Python for the .NET Developer Transcripts
Chapter: Package management and external libraries
Lecture: Getting HTML with Python
0:00 Well, we've installed and imported is httpx. The next thing we want to do is to go through and get some of the HTML and print out the headers.
0:11 We're going to start by just getting the HTML. These are two separate steps, so let's say get titles. I'll just write that as a function.
0:20 Define that down here. Now, let's say something like this. for n in range(220, 230) because of what we were working with.
0:29 Let's just print out n really quick. Just to see what happens when we run it. Okay, good, printing out. Instead of printing out I want to say
0:37 HTML equals get_HTML(n) and that's going to be another little function we're going to write. It's going to be an integer and let's say it returns
0:48 a string, like that that's going to be pretty good. Now, you'll see the power of this cool little library. We also want to work with colorama.
0:59 And the reason we want to use colorama is when we do print statements you want to see where these are coming from.
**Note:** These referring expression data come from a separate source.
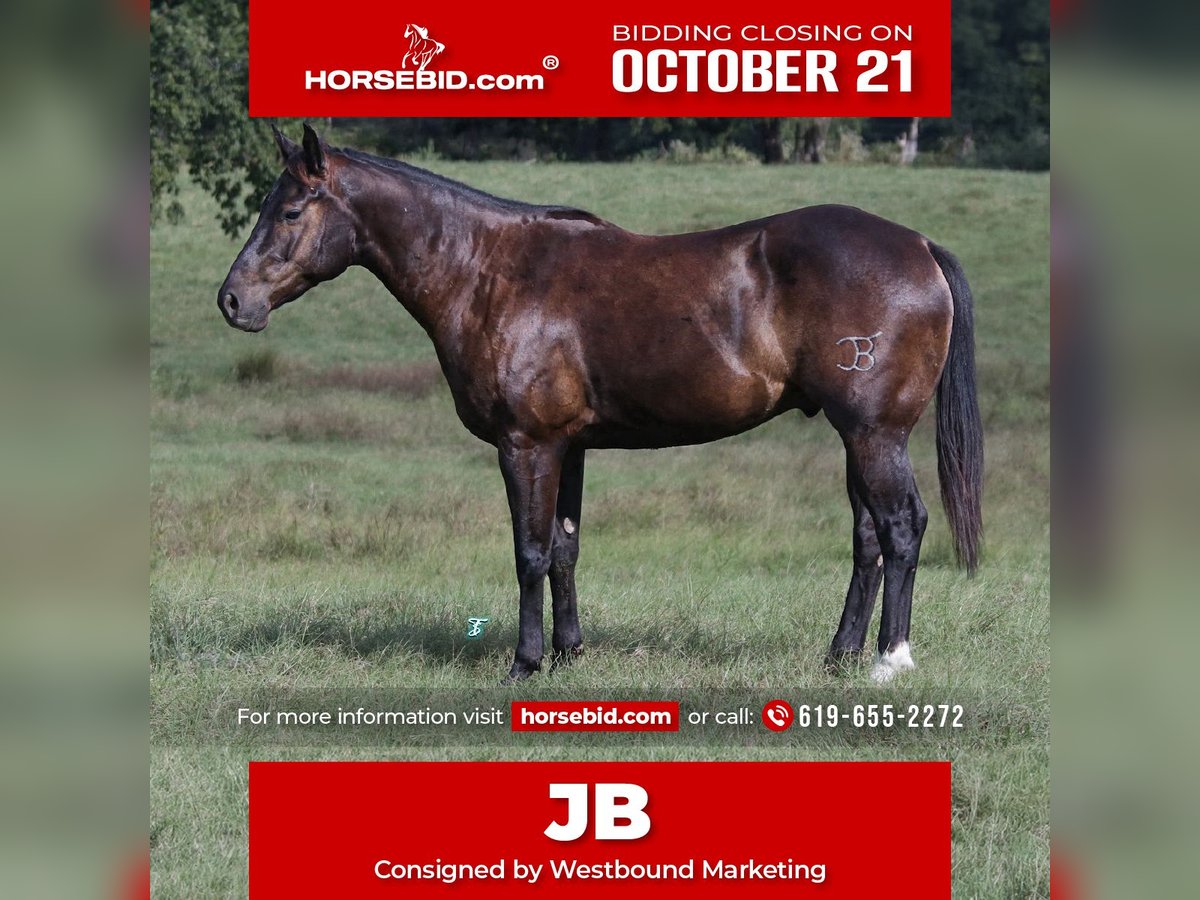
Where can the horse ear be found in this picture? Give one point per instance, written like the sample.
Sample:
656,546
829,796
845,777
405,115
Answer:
287,147
313,153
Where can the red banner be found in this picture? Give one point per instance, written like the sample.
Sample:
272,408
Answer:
594,715
378,58
599,829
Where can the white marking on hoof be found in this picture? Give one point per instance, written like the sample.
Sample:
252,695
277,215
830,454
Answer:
888,665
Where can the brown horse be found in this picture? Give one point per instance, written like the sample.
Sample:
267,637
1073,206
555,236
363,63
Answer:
558,331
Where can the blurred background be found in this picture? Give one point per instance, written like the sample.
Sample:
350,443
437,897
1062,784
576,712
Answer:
73,495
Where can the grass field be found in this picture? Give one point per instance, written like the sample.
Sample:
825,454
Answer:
321,521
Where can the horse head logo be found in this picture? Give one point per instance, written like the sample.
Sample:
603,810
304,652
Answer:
421,48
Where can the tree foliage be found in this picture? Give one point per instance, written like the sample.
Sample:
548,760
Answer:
199,99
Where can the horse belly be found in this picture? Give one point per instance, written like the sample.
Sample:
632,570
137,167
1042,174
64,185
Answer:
684,393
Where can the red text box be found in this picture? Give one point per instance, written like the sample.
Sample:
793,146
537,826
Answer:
322,829
594,715
377,58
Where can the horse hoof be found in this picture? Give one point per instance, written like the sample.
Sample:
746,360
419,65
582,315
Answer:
563,659
521,671
843,661
889,664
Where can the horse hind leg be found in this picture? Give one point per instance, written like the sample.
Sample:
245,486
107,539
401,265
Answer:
886,484
568,639
864,583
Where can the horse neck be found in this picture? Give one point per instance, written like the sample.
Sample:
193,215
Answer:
421,243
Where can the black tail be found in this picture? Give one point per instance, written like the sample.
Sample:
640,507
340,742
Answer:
959,430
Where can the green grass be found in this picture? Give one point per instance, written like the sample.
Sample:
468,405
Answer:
322,522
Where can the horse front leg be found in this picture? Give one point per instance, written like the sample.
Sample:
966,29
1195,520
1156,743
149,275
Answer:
532,473
568,640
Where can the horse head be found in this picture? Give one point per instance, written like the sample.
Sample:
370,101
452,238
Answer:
305,234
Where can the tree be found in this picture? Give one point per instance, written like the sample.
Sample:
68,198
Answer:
198,102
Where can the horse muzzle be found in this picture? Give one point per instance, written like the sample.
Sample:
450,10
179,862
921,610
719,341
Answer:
241,315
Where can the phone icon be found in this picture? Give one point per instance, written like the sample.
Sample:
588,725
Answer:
778,715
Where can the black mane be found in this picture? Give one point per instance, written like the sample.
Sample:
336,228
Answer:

1:03 Now, let's say we're going to print this out yellow right here. Alright, it's upset that we're not returning the string yet but that's fine
1:13 we're not actually doing it. So here's what we get when we say there's going to be a response from httpx.get and we need the url.
1:22 Url will be in the f-string like so, nice and simple. Now, I didn't point out on the C# side it's actually a lot of work to make
1:33 the HTTP client follow redirects and this is a redirect of the real url. But over in Python, a lot of libraries automatically do that.
1:41 So this should work. And then we can go over here and like let's just print, response, status code. For episode 220, 200, 200, 200. Hey, that's good!
1:53 I'm not really sure what the HTML is but it looks like it's working. So let's go over here and return, resp.text.
2:01 The other thing we probably want to do is we want to check for errors. We could say if the errors if the request is not 200 or 201
2:07 or if there's an error type of request, do something but this has a nice raise for status behavior that we can add. I'll throw in an exception
2:15 if it's not some form of success code. And finally down here just to make sure everything's hanging together let's print out the first 10 characters
2:23 or something of this. Remember, we can use slicing so I can just say this to get like a substring which is a kind of cool thing. Alright, let's run it.
2:33 Doc type, Doc type, Doc type. Not terribly interesting but it looks like HTML and that's pretty awesome. So the next thing we're going to do
2:41 is we're going to have to write a function that says get title from HTML. First half of our program is done.